How can I improve the iterative approach to be faster than recursive implementation, as usual?

41 Views Asked by At

While implementing DFS in Python using various methods and measuring their performance, I discovered that DFS using recursion is relatively faster. As far as I know, recursion usually performs worse than iteration due to context switching, but it seemed not to be the case with DFS. My analysis suggests that Python internally represents the stack structure as a list, which may cause significant time consumption. Does this mean that in Python, we cannot efficiently utilize the stack from a computer structure perspective like in C? I attempted to improve DFS using stacks by utilizing deque in Python, but recursive DFS still exhibited faster speeds.

My Code

from collections import deque
import time

def rec_dfs(graph, start, visited=None):
    if visited is None:
        visited = set()
    visited.add(start)
    #print(start)
    for i in graph[start]:
        if i not in visited:
            rec_dfs(graph, i, visited)

def itr_dfs(graph, start):
    visited = set()
    stack = deque([start])
    while stack:
        node = stack.pop()  # 마지막 요소를 꺼내어 탐색할 노드로 설정
        if node not in visited:
            visited.add(node)
            #print(node)  # 노드를 방문했음을 출력
            # 그래프의 인접한 노드들을 역순으로 스택에 추가
            stack.extend(reversed(graph[node]))

# 그래프를 인접 리스트로 표현
graph = {
    'A': ['B', 'C'],
    'B': ['D', 'E'],
    'C': ['F', 'G'],
    'D': ['H', 'I'],
    'E': ['J', 'K'],
    'F': ['L', 'M'],
    'G': ['N', 'O'],
    'H': ['P', 'Q'],
    'I': ['R', 'S'],
    'J': ['T', 'U'],
    'K': ['V', 'W'],
    'L': ['X', 'Y'],
    'M': ['Z', 'A1'],
    'N': ['B1', 'C1'],
    'O': ['D1', 'E1'],
    'P': [],
    'Q': [],
    'R': [],
    'S': [],
    'T': [],
    'U': [],
    'V': [],
    'W': [],
    'X': [],
    'Y': [],
    'Z': [],
    'A1': [],
    'B1': [],
    'C1': [],
    'D1': [],
    'E1': []
}

# 시작 노드를 지정하여 DFS 실행
start_node = 'A'

an = input()
t1 = time.time()
for i in range(10000):
    rec_dfs(graph, 'A')
t2 = time.time()
print(t2 - t1)

ans = input()
t3 = time.time()
for i in range(10000):
    itr_dfs(graph, 'A')
t4 = time.time()
print(t4 - t3)

Result :

0.05646324157714844

0.07860183715820312

1

There are 1 best solutions below

1
trincot On

Both your implementations use a stack. The first uses the callstack, while the other uses an explicit stack. There are several differences that impact performance:

  1. The call stack is managed implicitly, using compiled code (CPython), which gives an advantage over a stack that must be managed with Python code (extend, pop)
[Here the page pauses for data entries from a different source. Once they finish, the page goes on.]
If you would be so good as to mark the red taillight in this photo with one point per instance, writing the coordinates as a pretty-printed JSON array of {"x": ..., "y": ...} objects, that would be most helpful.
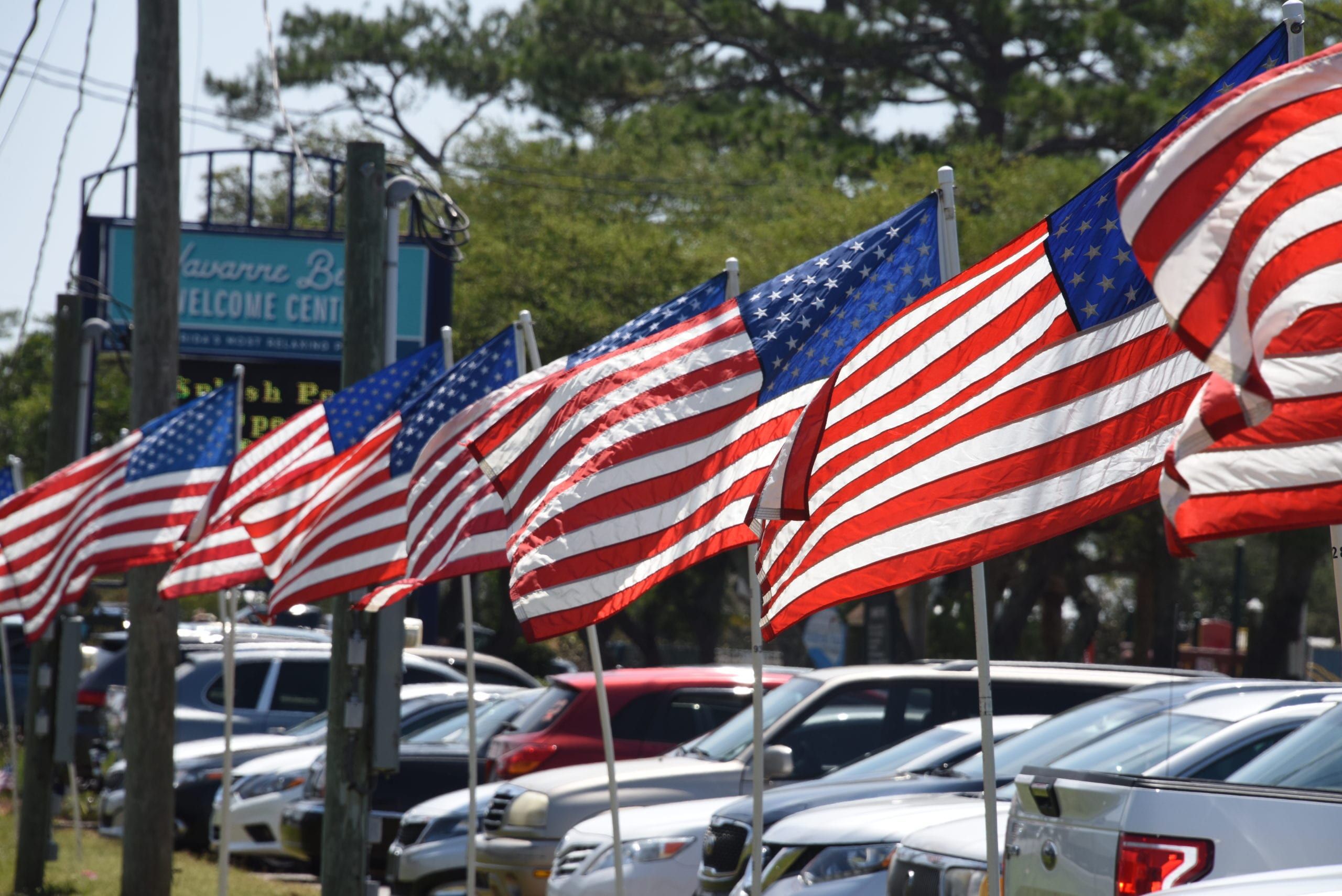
[
  {"x": 1151, "y": 864},
  {"x": 524, "y": 760}
]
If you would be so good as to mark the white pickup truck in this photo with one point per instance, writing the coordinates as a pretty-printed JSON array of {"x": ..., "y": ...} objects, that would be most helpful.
[{"x": 1075, "y": 832}]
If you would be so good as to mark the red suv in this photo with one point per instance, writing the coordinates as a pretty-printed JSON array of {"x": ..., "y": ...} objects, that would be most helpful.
[{"x": 651, "y": 711}]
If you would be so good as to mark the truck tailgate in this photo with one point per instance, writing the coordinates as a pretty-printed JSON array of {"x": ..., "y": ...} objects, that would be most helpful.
[
  {"x": 1065, "y": 829},
  {"x": 1066, "y": 855}
]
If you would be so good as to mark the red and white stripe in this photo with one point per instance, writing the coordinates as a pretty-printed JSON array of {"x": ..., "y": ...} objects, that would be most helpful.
[
  {"x": 224, "y": 556},
  {"x": 1285, "y": 472},
  {"x": 1237, "y": 218},
  {"x": 85, "y": 521},
  {"x": 351, "y": 532},
  {"x": 457, "y": 522},
  {"x": 977, "y": 422},
  {"x": 631, "y": 467}
]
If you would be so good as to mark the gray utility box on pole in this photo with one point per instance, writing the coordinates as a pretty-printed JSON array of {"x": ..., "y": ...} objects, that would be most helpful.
[{"x": 68, "y": 687}]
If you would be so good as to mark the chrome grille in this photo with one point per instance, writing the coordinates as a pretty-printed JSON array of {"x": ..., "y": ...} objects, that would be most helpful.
[
  {"x": 571, "y": 858},
  {"x": 724, "y": 846},
  {"x": 912, "y": 879},
  {"x": 410, "y": 834},
  {"x": 499, "y": 809}
]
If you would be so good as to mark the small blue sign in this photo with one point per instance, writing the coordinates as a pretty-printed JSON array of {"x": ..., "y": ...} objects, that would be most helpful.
[{"x": 265, "y": 297}]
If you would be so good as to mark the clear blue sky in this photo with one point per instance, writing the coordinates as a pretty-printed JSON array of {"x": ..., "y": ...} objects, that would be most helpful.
[{"x": 221, "y": 38}]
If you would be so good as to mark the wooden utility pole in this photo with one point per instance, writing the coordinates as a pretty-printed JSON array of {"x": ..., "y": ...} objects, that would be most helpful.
[
  {"x": 349, "y": 757},
  {"x": 39, "y": 724},
  {"x": 152, "y": 645}
]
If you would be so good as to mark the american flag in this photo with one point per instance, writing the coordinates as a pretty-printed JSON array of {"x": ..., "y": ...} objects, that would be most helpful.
[
  {"x": 1237, "y": 218},
  {"x": 351, "y": 533},
  {"x": 645, "y": 457},
  {"x": 279, "y": 470},
  {"x": 1027, "y": 397},
  {"x": 125, "y": 506},
  {"x": 456, "y": 518}
]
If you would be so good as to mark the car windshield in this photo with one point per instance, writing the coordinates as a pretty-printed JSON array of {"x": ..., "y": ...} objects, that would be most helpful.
[
  {"x": 1140, "y": 746},
  {"x": 1312, "y": 758},
  {"x": 309, "y": 726},
  {"x": 732, "y": 738},
  {"x": 904, "y": 755},
  {"x": 489, "y": 718},
  {"x": 1059, "y": 736}
]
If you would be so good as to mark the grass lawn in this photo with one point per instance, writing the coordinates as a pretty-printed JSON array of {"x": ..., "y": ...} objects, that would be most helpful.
[{"x": 100, "y": 872}]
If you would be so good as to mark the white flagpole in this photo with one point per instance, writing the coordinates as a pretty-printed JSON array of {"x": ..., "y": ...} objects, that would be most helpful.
[
  {"x": 608, "y": 746},
  {"x": 471, "y": 769},
  {"x": 949, "y": 268},
  {"x": 227, "y": 619},
  {"x": 733, "y": 268},
  {"x": 446, "y": 337},
  {"x": 17, "y": 471},
  {"x": 1293, "y": 14},
  {"x": 529, "y": 333}
]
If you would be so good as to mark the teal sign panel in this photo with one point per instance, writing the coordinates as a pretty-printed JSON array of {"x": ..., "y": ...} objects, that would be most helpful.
[{"x": 264, "y": 297}]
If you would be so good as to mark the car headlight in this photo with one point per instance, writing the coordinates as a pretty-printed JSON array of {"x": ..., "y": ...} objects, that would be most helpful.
[
  {"x": 443, "y": 828},
  {"x": 967, "y": 882},
  {"x": 186, "y": 777},
  {"x": 316, "y": 785},
  {"x": 643, "y": 851},
  {"x": 254, "y": 786},
  {"x": 528, "y": 811},
  {"x": 837, "y": 863}
]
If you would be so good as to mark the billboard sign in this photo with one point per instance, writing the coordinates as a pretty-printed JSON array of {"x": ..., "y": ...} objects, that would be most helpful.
[
  {"x": 245, "y": 296},
  {"x": 272, "y": 392}
]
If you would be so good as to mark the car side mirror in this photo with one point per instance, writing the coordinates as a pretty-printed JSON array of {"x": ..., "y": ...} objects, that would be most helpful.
[{"x": 777, "y": 762}]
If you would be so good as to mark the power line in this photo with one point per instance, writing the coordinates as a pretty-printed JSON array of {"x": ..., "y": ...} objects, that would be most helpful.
[
  {"x": 61, "y": 163},
  {"x": 33, "y": 26},
  {"x": 279, "y": 101},
  {"x": 56, "y": 26},
  {"x": 88, "y": 199}
]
  2. The second implementation does not translate the recursive pattern 1-to-1. It populates the stack in advance for what needs to be visited after the first child's subtree has been visited, meaning the stack footprint could be larger than in the recursive version. Besides the overhead of the reversed iterator, we need to take into account that memory allocation also costs time.

We cannot do much about the first point, so it is not expected to do better with a stack-based iterative implementation. Still, to tackle the second point, we could try to write an iterative version that more closely mimics the recursive version:

def itr_dfs2(graph, start):
    visited = set()
    stack = deque()
    current = iter([start])
    try:
        while True:
            for node in current:
                if node not in visited:
                    visited.add(node)
                    stack.append(current)
                    current = iter(graph[node])
                    break
            else:
                current = stack.pop()
    except IndexError:
        pass

Here the stack consists of iterators, not nodes. This more closely resembles the recursive implementation, where the state of the for loop iterations are part of the stack frame, and these loops get resumed one a recursive call comes back to it.

To time your code it is better to make use of timeit and take the minimum of several measurements (using timeit.repeat) so to exclude a bit the effect of other load on the machine it runs on. So I changed the time measuring code to this:

import timeit

n = 10000
r = 5
t1 = min(timeit.repeat(lambda: rec_dfs(graph, 'A'), repeat=r, number=n))
t2 = min(timeit.repeat(lambda: itr_dfs(graph, 'A'), repeat=r, number=n))
t3 = min(timeit.repeat(lambda: itr_dfs2(graph, 'A'), repeat=r, number=n))
print(t1)
print(t2)
print(t3)

The results I got showed that t3 was often (but not always) somewhere between t1 and t2.